My thesis focuses on issues surrounding moral aggregation, especially as they pertain to distributing resources fairly. Questions of moral aggregation are about whether, and when, it is right to allow many small benefits to aggregate and outweigh fewer larger benefits. For instance, ought we to save many from mild impairments, such as back pain, or a few from much more serious impairments, such as paralysis? I develop and defend a version of a view called limited (or partial) aggregation. Limited aggregation uses considerations of fairness and respect for individuals’ personal perspectives, to put constraints on when aggregation is permitted.
This paper forms a chapter of the wider thesis. It looks at two competing accounts of fairness with different implications for aggregation and resource allocation and demonstrates their compatibility. This is an important finding as it allows us to avoid a number of problems with either view taken separately and gives decision-makers more tools for analysing what we ought to do.
In what ways do you think your topic improves the world?
Deciding how we ought to weigh benefits and harms alongside considerations of justice and fairness is absolutely vital in determining how we allocate resources and set priorities. EA has a reputation for being utility maximising but (as has become quite clear recently) we might want to maximise utility within side-constraints. Establishing a systematic way to do so enables us to make better and more transparent decisions.

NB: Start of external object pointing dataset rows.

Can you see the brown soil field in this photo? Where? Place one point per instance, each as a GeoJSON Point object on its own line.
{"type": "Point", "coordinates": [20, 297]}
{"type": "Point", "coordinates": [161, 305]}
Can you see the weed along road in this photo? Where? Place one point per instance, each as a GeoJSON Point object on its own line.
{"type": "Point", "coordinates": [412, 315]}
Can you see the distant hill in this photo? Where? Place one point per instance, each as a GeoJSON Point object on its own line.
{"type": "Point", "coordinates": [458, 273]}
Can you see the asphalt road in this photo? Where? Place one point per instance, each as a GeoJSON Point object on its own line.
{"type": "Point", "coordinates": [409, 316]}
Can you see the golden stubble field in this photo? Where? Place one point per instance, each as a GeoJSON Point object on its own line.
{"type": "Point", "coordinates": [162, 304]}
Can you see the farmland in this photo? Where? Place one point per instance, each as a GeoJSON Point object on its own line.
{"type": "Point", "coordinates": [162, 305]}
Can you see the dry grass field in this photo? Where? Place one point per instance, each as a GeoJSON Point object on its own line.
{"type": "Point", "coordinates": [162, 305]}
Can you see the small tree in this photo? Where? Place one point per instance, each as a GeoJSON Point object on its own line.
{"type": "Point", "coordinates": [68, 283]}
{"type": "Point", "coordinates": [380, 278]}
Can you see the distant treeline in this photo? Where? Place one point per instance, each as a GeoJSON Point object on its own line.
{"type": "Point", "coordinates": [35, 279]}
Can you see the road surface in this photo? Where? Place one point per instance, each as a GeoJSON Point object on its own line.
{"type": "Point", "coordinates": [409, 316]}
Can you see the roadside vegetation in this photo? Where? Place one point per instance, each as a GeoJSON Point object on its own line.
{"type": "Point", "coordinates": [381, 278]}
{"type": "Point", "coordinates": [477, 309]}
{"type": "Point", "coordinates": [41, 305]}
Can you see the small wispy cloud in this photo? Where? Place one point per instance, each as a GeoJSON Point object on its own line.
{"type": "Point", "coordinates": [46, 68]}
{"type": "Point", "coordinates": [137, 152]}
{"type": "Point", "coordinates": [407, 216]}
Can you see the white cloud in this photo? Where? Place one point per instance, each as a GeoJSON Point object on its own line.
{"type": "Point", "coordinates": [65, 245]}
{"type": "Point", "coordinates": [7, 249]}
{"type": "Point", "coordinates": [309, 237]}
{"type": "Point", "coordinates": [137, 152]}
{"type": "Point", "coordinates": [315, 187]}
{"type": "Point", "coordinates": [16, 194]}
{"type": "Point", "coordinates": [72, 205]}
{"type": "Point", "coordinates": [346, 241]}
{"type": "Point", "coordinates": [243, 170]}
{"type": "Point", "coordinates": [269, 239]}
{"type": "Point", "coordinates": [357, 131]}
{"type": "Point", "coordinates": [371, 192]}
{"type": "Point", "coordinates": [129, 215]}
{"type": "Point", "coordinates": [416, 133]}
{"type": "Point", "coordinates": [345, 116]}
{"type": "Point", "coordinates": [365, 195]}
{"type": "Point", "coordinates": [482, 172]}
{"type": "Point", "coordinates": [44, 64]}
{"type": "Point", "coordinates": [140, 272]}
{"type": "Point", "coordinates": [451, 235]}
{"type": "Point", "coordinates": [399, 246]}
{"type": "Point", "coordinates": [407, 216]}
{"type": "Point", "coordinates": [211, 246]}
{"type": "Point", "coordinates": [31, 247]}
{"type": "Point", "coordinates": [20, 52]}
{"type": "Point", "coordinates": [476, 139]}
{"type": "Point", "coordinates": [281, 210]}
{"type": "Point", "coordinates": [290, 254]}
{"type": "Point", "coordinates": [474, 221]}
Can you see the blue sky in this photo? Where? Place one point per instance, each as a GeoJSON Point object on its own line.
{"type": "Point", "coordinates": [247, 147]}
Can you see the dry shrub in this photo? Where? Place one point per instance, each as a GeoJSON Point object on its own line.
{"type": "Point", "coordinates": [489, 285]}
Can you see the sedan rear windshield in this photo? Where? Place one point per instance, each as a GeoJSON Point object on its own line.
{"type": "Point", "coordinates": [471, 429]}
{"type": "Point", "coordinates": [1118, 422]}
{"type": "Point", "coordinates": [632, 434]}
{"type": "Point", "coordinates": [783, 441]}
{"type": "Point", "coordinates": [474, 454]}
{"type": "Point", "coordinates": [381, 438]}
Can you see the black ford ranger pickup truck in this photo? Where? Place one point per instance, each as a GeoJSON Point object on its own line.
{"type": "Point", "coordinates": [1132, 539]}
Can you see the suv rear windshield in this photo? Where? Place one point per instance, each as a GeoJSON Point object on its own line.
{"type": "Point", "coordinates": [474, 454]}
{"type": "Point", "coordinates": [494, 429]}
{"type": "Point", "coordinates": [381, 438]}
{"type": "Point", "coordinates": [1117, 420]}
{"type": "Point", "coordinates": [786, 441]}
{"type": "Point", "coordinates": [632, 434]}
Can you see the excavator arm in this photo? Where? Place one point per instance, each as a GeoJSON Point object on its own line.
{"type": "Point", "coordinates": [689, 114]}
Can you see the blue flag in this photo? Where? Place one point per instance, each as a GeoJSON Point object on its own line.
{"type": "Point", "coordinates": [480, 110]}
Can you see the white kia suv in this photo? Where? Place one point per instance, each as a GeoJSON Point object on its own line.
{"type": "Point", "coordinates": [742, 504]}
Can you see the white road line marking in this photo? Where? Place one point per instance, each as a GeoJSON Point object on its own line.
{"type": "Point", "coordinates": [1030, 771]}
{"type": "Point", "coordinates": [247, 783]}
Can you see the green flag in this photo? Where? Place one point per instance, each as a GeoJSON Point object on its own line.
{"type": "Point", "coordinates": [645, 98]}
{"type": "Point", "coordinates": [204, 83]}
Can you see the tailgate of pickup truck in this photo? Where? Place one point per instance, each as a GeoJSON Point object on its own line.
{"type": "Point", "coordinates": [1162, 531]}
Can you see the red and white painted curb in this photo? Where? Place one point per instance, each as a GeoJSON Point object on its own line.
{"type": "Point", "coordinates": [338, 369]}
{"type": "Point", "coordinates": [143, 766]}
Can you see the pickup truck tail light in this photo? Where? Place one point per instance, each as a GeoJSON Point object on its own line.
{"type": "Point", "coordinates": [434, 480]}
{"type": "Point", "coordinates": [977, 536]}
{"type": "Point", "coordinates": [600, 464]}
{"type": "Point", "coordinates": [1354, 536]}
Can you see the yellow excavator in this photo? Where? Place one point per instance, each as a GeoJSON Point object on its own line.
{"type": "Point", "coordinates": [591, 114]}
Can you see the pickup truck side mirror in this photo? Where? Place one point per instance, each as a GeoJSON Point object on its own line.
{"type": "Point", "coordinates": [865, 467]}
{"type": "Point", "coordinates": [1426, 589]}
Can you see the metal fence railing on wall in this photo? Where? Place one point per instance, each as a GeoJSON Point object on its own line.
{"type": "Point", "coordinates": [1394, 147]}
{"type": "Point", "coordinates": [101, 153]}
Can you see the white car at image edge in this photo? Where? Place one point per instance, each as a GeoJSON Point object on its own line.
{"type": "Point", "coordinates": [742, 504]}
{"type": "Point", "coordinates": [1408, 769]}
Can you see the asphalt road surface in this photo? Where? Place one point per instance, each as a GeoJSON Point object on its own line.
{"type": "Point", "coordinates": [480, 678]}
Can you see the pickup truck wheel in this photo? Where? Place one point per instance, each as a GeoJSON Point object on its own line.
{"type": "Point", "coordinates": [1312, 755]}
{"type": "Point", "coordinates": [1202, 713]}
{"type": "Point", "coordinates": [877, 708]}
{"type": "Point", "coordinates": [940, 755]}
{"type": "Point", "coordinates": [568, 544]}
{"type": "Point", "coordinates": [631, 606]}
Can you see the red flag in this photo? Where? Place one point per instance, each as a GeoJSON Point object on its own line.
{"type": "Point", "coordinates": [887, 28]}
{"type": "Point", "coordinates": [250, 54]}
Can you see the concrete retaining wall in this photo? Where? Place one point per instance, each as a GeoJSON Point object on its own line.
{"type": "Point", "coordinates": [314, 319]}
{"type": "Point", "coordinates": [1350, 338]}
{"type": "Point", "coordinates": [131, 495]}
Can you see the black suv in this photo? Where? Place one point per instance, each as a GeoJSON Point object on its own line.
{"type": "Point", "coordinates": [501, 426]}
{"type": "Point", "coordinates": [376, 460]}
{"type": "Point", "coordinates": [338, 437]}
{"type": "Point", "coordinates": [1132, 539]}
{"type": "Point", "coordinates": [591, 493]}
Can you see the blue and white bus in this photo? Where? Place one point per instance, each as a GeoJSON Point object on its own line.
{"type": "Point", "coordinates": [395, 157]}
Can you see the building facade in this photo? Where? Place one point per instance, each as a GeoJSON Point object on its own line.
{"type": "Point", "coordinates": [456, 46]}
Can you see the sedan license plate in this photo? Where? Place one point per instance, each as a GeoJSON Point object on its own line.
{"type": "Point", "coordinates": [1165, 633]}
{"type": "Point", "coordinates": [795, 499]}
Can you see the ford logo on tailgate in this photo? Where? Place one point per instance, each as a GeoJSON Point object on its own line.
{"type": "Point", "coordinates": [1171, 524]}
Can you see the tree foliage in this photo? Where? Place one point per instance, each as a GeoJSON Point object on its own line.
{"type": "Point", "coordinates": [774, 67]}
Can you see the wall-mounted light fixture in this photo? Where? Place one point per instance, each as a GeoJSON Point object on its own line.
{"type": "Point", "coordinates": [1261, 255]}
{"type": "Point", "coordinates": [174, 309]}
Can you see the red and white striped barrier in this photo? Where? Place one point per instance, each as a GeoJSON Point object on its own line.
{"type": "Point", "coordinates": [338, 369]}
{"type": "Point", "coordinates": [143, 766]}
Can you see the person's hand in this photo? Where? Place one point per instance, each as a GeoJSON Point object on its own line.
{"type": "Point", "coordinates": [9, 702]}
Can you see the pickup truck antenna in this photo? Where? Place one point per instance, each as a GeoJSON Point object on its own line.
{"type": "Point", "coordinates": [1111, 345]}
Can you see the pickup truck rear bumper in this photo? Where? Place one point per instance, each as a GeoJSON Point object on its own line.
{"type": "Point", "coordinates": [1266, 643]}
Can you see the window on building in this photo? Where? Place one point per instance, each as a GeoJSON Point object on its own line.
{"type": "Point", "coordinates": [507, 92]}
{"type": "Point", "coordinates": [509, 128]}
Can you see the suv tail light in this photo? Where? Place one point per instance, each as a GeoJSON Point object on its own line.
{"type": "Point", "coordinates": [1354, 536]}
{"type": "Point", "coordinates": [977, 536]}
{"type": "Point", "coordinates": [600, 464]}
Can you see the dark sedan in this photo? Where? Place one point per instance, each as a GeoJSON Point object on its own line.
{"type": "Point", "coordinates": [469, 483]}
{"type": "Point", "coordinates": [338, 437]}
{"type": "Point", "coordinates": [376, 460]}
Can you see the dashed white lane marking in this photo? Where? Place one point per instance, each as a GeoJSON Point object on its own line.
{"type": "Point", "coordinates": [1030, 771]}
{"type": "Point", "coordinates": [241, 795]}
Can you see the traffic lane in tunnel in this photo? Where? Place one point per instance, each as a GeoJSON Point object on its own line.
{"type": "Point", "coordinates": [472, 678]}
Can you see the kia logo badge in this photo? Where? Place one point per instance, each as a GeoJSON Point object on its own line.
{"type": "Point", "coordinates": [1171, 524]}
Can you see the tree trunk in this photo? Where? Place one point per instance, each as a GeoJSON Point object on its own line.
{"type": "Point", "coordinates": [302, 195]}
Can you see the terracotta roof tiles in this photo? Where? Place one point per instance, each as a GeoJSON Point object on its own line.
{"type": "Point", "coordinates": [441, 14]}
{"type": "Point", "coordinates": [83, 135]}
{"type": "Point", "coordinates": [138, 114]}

In its application to healthcare, this approach can guide commissioners and policy-makers in determining healthcare priorities. Alongside colleagues at the Ethox Centre we are already beginning to draft an “Ethical Framework” to ensure efficient, fair, and consistent decision-making in health along these lines.
In what ways have you changed your mind since you finished writing it?
Before working on my PhD I was definitely happier with utility maximising approaches to resource distribution and equated such approaches with doing more good. I always felt that other accounts seemed unable to provide appropriate constraints without losing their sensitivity to the importance of the large potential impacts. This has shifted now. I can see how constraints can be integrated into maximising accounts preventing some of the worst excesses of such approaches whilst recognising the significance of large-scale problems.
What recommendations would you make to others interested in taking a similar direction with their research?
For those interested in bioethics research in particular, or moving their work in that direction, I would advise starting early. Don’t think that you need a huge background of knowledge or that you need to wait for opportunities to come along. I’d advise engaging with others early: don’t feel afraid to message researchers and institutions whose work sounds interesting, or you think might be related to your own work. Be prepared for no responses and responses that go nowhere or take a long time to get off the ground. There is always an element of luck in whose working on what, at what time etc., so contact lots of people and don’t be disappointed if they do not get back to you.